Brigitte Giraud au balcon du restaurant Drouant ce jeudi 3 novembre 2022.
© AFP - Bertrand Guay

L'autrice déjà lauréate du Goncourt de la nouvelle en 2007 a obtenu la récompense suprême pour son roman paru chez Flammarion. Une (en)quête tout en retenue, série de "si", qui ausculte la mécanique de la disparition de son compagnon. Brigitte Giraud est la treizième femme Goncourt depuis 1903.
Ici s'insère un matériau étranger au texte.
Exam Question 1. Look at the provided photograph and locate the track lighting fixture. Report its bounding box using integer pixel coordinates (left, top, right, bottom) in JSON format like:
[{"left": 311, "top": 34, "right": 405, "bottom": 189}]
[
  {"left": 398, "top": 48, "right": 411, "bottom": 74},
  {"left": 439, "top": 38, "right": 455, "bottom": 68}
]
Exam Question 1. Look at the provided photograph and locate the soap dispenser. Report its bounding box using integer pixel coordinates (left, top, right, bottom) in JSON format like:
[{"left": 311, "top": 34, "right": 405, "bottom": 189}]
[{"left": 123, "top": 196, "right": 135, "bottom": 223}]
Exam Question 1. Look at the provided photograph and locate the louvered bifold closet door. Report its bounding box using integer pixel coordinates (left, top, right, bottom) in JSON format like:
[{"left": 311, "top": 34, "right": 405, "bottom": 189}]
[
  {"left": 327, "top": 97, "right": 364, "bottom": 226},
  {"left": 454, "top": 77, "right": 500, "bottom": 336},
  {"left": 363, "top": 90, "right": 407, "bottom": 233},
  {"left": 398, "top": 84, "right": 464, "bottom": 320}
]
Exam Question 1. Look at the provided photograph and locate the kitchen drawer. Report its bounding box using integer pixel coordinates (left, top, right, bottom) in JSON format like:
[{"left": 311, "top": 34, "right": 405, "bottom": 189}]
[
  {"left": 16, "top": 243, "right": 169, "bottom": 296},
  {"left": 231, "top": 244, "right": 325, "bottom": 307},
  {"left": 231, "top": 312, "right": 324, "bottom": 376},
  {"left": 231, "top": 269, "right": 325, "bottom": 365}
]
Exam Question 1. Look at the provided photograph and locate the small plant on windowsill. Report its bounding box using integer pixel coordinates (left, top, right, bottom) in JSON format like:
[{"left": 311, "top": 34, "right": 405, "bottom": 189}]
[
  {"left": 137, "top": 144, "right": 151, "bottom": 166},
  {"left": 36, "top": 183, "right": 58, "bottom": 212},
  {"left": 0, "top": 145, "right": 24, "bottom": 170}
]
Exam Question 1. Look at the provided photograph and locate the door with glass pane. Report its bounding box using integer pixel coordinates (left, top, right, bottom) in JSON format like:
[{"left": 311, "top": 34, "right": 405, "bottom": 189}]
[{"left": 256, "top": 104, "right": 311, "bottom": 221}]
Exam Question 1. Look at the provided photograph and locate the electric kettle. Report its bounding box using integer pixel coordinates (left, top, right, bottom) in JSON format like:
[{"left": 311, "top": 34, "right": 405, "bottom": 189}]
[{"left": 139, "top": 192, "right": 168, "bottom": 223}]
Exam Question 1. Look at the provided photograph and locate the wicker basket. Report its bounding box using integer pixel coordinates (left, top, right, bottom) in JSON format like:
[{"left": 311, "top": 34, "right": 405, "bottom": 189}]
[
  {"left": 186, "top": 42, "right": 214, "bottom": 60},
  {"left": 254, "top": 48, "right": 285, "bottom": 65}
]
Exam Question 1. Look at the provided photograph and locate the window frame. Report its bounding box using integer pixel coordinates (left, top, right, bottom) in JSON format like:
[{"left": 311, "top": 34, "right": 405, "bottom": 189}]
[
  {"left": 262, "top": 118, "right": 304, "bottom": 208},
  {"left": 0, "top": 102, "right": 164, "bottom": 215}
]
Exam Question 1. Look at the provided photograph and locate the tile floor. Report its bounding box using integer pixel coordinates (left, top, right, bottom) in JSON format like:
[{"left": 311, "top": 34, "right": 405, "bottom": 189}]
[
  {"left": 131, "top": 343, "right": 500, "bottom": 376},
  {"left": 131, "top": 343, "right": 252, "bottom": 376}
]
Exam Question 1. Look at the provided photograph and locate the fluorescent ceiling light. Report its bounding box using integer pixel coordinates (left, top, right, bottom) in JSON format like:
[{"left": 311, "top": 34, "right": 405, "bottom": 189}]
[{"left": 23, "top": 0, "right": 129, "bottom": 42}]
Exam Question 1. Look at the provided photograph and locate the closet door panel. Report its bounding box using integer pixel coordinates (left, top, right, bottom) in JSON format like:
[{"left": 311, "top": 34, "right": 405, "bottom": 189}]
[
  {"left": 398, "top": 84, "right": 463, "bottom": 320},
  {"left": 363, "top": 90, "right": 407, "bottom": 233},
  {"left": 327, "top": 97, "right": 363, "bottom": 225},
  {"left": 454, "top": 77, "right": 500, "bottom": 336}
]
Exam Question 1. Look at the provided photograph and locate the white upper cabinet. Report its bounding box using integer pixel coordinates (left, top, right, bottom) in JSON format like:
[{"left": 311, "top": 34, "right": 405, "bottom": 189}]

"La première révolution, pour moi, a vraiment été l'apprentissage de l'écriture et de la lecture. Donc, à six ou sept ans", confiait récemment sur notre antenne Brigitte Giraud. On peut d'autant imaginer l'accomplissement que signifie ce jeudi pour l'autrice lyonnaise née en Algérie la consécration du Goncourt, après déjà plusieurs sélections et prix. En 2019, elle fut par exemple en finale du prix Médicis pour Jour de courage.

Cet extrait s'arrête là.